Perhaps, though, the Concorde example only works because it was one of several, and only a partial change. What about if something fundamentally unique, like a painting, were destroyed in a fire, or an act of vandalism? Works by Monet were destroyed in fires at MoMA in 1958 and 1961, and by Picasso in 1978 at the Rio de Janeiro Museum of Modern art, for example. If the ability or technologies existed to recreate those works brush stroke by brush stroke, would they have the same meaning or value? It’s very unlikely, in the same way that a print of a great painting would never be comparable to the original. Here, it seems, when art is gone, it’s sadly gone forever - reincarnated only through photographs and the ever-fading memories of those who saw it first-hand.
Which brings me to music. There are examples of manuscripts that we know to have been lost in the annals of history, and also instances of musicologists who have attempted to infill gaps or make guesses at recreations. Southbank Sinfonia performed one such work earlier this year, Bach’s Concerto for Oboe and Violin. But by and large, I can’t help but feel that the loss of a composer’s manuscript today wouldn’t have far-reaching consequences. Don’t get me wrong, it would be incredibly sad to lose the actual paper that Beethoven, for example, wrote on, but we’re blessed to have dozens of reproductions in one form or another that have found their way around the world. And it's from those reproductions that the art very definitely comes to life. Beethoven’s Ninth 'exists' on paper, and even on recordings for posterity (in the same way that photographs of buildings appear in architecture books), but its potency? Its sheer visceral energy, its joy, even its art? These only really become tangible when a group of musicians and an audience come together to create it live.
Still, is this a recreation? Some would argue yes, because the conductor, players and singers are following the instructions set out by Beethoven in the 1820s as closely as possible. Others would argue no, that it is a meaningful reinvention because every performance becomes something unique; the mutual interpretation differs every time a particular set of people come together.
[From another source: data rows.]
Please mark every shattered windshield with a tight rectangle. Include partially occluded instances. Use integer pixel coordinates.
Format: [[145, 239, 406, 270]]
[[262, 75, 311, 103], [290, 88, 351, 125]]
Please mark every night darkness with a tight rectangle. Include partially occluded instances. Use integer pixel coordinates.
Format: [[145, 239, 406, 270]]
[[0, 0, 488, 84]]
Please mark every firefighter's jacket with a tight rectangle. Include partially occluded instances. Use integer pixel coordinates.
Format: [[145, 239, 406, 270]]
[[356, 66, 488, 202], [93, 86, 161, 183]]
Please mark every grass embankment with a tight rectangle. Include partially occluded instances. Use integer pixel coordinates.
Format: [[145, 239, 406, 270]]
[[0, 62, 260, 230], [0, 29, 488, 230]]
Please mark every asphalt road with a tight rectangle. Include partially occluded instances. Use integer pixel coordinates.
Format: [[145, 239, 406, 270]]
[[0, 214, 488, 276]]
I’ve realised that I would definitely fall into the latter category, and I’m indeed totally in favour of bending the rules in classical music to help unearth new meanings, thoughts and understandings within performances. We’re lucky to be involved in an art form that, despite how it might sometimes appear, is flexible like that.
But I’d be lying if I said that this realisation about classical music has decided my opinion on the ethics of the Mackintosh building's future. It's not as simple as that. It has, though, given me hope. A building exists not only through the designs of its architect, but the people who use it - the building’s composer and orchestra respectively, if you will. Like a symphony, perhaps it’s a good thing for a great building to be given a reinvention opportunity. That might not mean it needs to be a millimetrically perfect facsimile of the original, but something finessed and interpreted by its users today. Maybe, in the same way a score can have infinite musical lives, we could think of great architectural plans like the Mack having that same potential.